Just for a moment Paul,
it feels strange,
when you write to me, I reply to you and you reply to me via a third party.
If I summarise briefly, Alpa is no longer a camera manufacturer but an advertising company that manufactures and sells cameras.
Now their actions also make sense to me.
Many camera models - from no adjustment to very large adjustments plus special models and quickly forgetting what they have ever made.
That might be great if you are a collector and can be bad if you need a repair.
I would like to praise Cambo and Arca, who are constantly improving their existing products without forgetting
They are true lovers of photography and you can see their expertise in the product.
Uwe
Let me explain more clearly – since its inception Alpa worked with Seitz Phototechnik – a (in Alpa's case: contract) manufacturer of photographic equipment that was mainly focused on panoramic camera setups. They have high precision CNC machinery, electrical engineering know-how, design implementation know-how etc. They also developed the FPS.
Alpa was an old Swiss camera brand which went bankrupt and then a marketing couple – already late-stage in their careers (I think the Capauls were both a bit older when they started) – had the idea to buy the brand name and to start a new kind of modern tech camera brand which would unify Swiss high quality mechanical engineering with medium format tech cam lenses as they were being developed by SK and Rodenstock. Aka Sironar digital, SK early-gen XL lenses, etc.
At the beginning the focus was both on film and the emerging digital backs.
This was a resounding success during the 2000s as the market exploded as digital backs were more and more seen as a replacement for film for professionals and coupled with the great new lenses from SK and Rodenstock the IQ was head and shoulders above what you could procude say with a Canon 5D MK I.
So Alpa would commission sell and market these products and commission new designs over time, like the Max, TC, Plus, Pano, FPS, etc.
In house or outsourced is not forcibly better or worse economically – just when the market shrinks and cash is king it is more expensive to innovate and ITERATE designs if you work with contract manufacturers instead of having a design lab in the other room. On the flip side you don't need to enterain a whole "R&D dept." and "CNC machine park" – which can, I guess, also cost a bit to operate if you don't make use of capacity around the clock.
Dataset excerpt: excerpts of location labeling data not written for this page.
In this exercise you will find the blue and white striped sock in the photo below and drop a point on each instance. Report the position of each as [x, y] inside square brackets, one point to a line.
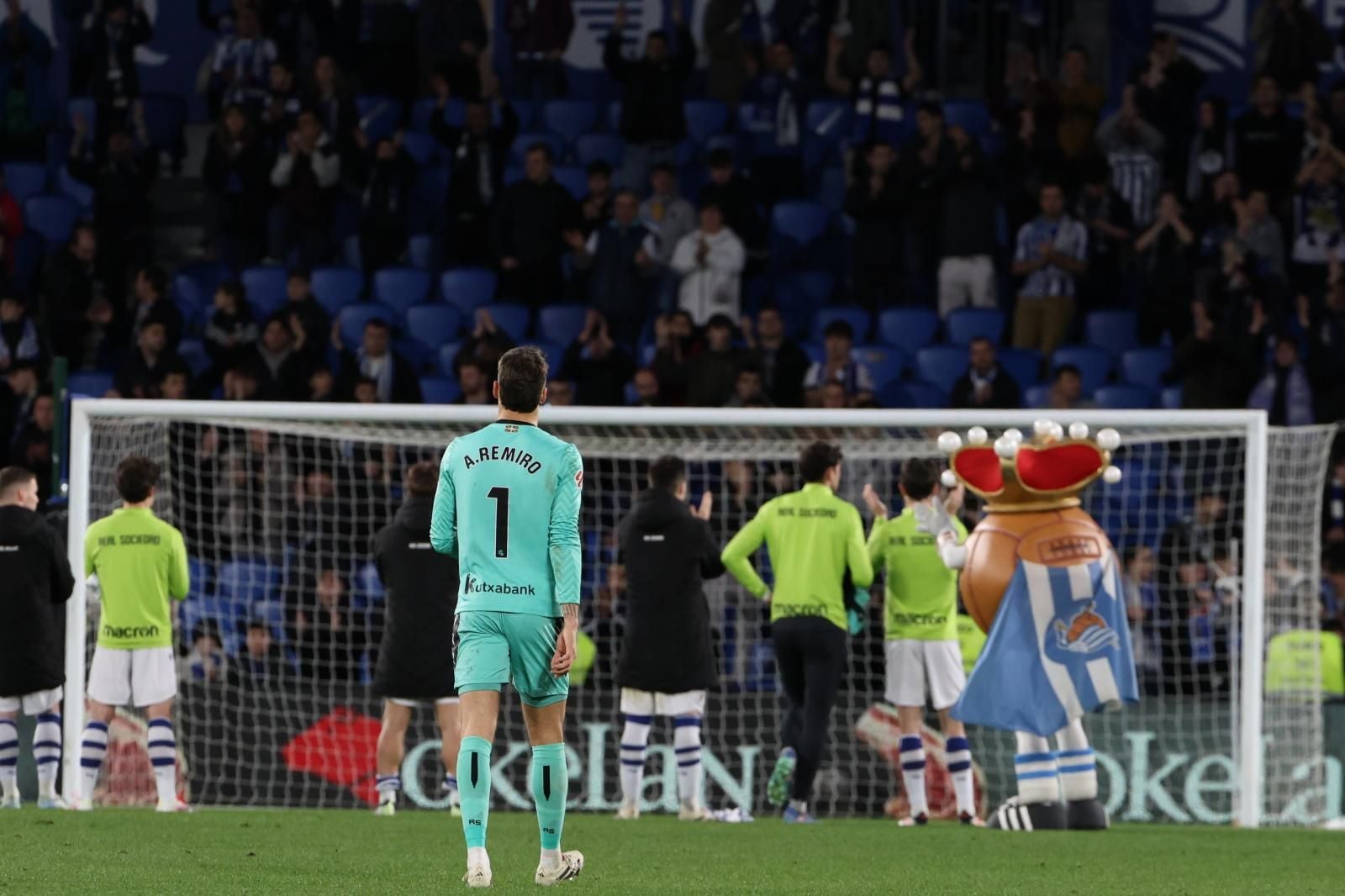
[93, 750]
[686, 744]
[636, 739]
[958, 755]
[10, 757]
[46, 752]
[163, 759]
[912, 774]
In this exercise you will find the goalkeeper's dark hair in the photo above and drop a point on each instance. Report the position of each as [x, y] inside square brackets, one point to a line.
[522, 377]
[817, 459]
[667, 472]
[919, 478]
[423, 478]
[136, 478]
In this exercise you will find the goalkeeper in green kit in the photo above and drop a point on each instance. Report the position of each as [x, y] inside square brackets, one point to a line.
[508, 506]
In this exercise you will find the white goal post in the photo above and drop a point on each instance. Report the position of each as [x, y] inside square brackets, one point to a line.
[1270, 461]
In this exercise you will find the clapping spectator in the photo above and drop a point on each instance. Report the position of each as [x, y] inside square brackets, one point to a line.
[1051, 253]
[306, 174]
[874, 202]
[618, 261]
[528, 229]
[652, 121]
[986, 383]
[838, 367]
[598, 366]
[540, 33]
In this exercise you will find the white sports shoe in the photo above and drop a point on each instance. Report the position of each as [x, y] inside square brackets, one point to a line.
[572, 864]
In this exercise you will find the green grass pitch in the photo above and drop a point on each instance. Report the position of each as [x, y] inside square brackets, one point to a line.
[346, 851]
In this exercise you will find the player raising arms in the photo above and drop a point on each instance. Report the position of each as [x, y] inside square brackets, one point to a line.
[920, 622]
[508, 506]
[141, 562]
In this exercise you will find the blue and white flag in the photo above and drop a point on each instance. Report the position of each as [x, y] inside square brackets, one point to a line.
[1059, 649]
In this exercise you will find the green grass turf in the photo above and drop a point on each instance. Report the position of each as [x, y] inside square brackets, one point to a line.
[114, 851]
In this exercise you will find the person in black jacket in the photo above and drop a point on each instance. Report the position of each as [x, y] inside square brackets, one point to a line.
[38, 582]
[667, 660]
[420, 589]
[652, 121]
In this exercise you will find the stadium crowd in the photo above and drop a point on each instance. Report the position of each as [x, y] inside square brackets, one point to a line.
[804, 222]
To this day all major models besides the XY are still in production with parts available. They are cotinuosly produced by Seitz in batches.
The XY is the only exception here as it is so large and heacy and so overpowered in terms of shift that demand was not high over time so they discontinued it.
I personally find it a masterpiece, but it is really heavy, so I get why people prefer Max, TC.
So all Alpa cameras have been designed and are still manufactured to this day in Switzerland with parts available except for the XY which is a special product.
So I am not sure why you say it is for collectors. Everything is in stock – XY is just very niche. It weights a few KGs ... so it is not really your everyday on-location travel camera .... on top you need a stronger tripod to go with it ... so it becomes a bit unwiedly compared to modern setups, say an XT on a medium sized Gitzo.
That's why it has been discontinued a few years ago.